Il poursuivit donc, en dehors du Parti socialiste, une carrière parlementaire de dix-huit ans qui s’acheva avec sa vie.

A la mise en place de la Loge maçonnique Les Travailleurs socialistes de France, en décembre 1903, Arthur Rozier avait fait une conférence sur « Socialisme et franc-maçonnerie ». Il avait été affilié à cette loge dès sa création.

Pour citer cet article :
http://maitron-en-ligne.univ-paris1.fr/spip.php?article142970, notice ROZIER Arthur (ROSIER Arthur, dit). par Justinien Raymond, version mise en ligne le 12 novembre 2012, dernière modification le 16 avril 2019.

Par Justinien Raymond

ŒUVRE : A. Rozier collabora à La République sociale de l’Aube au [Progrès de Loir-et-Cher, au Parti ouvrier d’Allemane, au Prolétaire de Brousse, à L’Éclaireur de l’Ouest, de Tours, à la revue [La France socialiste et au journal du même titre (1890-1892).
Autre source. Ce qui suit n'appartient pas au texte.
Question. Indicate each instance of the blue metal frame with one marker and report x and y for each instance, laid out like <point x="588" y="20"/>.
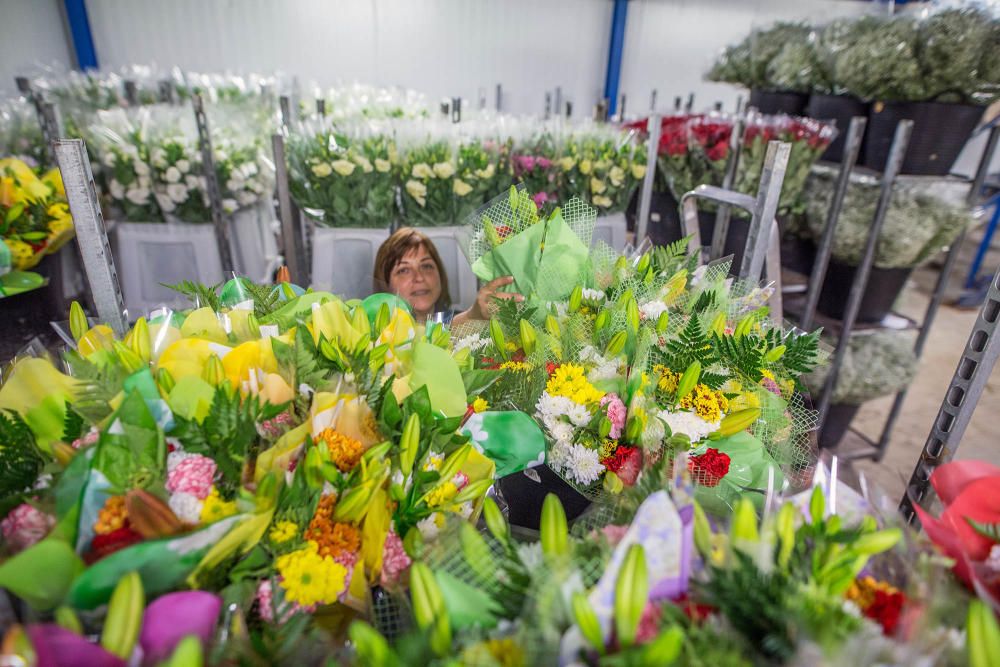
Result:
<point x="83" y="40"/>
<point x="616" y="48"/>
SOURCES : Arch. Dép. Aube, non classées. — Arch. Ass. Nat., dossier biographique. — Notes biographiques..., op. cit. Bibl. Nat. 4° Ln 25/ 667 (2) p. 95. — Hubert-Rouger, Les Fédérations socialistes II, op. cit., pp. 347-348 et Les Fédérations socialistes III, op. cit. pp. 141, 156, 177. — Compère-Morel, Grand Dictionnaire socialiste, op. cit., p. 789. — Compte rendu du 17e congrès national du Parti socialiste, tenu à Strasbourg (février 1920, pp. 479 à 514, passim. — G. Dupeux, Aspects de l’histoire sociale et politique de Loir-et-Cher, 1848-1914, thèse, pp. 517 à 533, passim. — Michel Offerlé, Les socialistes et Paris, 1881-1900. Des communards aux conseillers municipaux, thèse de doctorat d’État en science politique, Paris 1, 1979. — Michel Choquart, Bourse du travail, mémoire vivante, n° 14, octobre 2012.

ICONOGRAPHIE : La France socialiste, op. cit., p. 384.